The emotional bond between women and their donkeys is having an inspiring effect on donkey welfare in rural Kenya.
A powerful video created by The Donkey Sanctuary that reflects on the work donkeys did for the women of Mwingi in Kenya during the 2011 droughts is being used by the charity’s Kenyan partners as an awareness tool to highlight the importance of donkeys to rural communities.
In the video (below), the women discuss how they rely on donkeys to transport water for the home, as well as for their cattle, especially during the frequent droughts. In 2011, the droughts were so bad that cattle, goats and even donkeys began dying of starvation and thirst. But throughout this exceptionally bad period, thanks to their donkeys shouldering the heavy loads, the women continued to fetch food and water from long distances to keep their families and livestock alive. In the video, they also talk about the emotional bond they have with these animals and highlight the ‘invisible’ work donkeys do during droughts to support communities.

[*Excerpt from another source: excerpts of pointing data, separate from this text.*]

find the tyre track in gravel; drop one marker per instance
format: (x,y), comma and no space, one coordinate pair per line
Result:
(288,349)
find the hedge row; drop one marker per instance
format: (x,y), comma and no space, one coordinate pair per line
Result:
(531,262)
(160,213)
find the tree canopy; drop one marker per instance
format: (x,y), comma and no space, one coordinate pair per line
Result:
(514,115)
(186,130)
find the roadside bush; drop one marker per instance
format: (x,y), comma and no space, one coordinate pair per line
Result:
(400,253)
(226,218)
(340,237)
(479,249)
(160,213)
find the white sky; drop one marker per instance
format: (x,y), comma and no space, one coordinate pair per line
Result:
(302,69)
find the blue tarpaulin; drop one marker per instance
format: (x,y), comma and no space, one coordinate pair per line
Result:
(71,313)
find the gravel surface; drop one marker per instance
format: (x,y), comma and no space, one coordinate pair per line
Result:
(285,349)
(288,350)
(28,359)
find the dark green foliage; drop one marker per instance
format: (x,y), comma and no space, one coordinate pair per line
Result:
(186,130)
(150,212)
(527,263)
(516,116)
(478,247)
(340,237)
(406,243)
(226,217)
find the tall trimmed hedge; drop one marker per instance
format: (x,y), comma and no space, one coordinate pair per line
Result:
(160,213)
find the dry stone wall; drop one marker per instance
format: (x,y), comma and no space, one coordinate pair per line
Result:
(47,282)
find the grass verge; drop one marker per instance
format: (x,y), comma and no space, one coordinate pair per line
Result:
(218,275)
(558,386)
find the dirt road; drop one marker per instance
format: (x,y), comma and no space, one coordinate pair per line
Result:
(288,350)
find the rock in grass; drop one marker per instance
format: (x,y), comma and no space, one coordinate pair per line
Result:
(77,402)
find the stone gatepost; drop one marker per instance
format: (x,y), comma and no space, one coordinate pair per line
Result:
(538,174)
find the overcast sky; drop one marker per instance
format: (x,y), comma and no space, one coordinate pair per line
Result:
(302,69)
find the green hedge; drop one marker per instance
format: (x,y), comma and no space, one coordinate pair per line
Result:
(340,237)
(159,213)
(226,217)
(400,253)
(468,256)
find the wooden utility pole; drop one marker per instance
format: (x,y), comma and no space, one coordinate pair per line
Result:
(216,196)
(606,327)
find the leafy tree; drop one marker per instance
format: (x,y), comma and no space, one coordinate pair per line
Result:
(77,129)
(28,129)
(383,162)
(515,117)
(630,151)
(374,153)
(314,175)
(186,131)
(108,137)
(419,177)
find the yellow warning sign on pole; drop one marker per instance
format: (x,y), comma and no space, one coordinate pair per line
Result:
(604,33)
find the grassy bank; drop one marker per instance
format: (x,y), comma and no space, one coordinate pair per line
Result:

Now, The Donkey Sanctuary Kenya team are using the video as a tool for change. Donkeys are largely ignored by Kenyan vets who concentrate on cattle. In a bid to ensure donkeys get equal consideration, The Donkey Sanctuary Kenya has shown the video at two Kenyan veterinary conferences and a symposium with ECHO, an EC humanitarian funding body. The team used the video to highlight not only the economic role donkeys play in rural communities, but also their social value to the people, predominantly women, who rely on them in their day-to-day lives. The care shown by these communities is contrary to the myth that donkeys are considered worthless.
By giving a voice to the women of Mwingi, the video has inspired change in the opinions of key players in donkey welfare. Many who attended the conferences found the video very moving and admitted it helped them recognise the gap in donkey care. They also expressed surprise by the attachment the women show towards their donkeys. This is key as challenging perceptions is a necessary step to ensure sustained improvements to the lives of these hard-working equines – and their hard-working owners.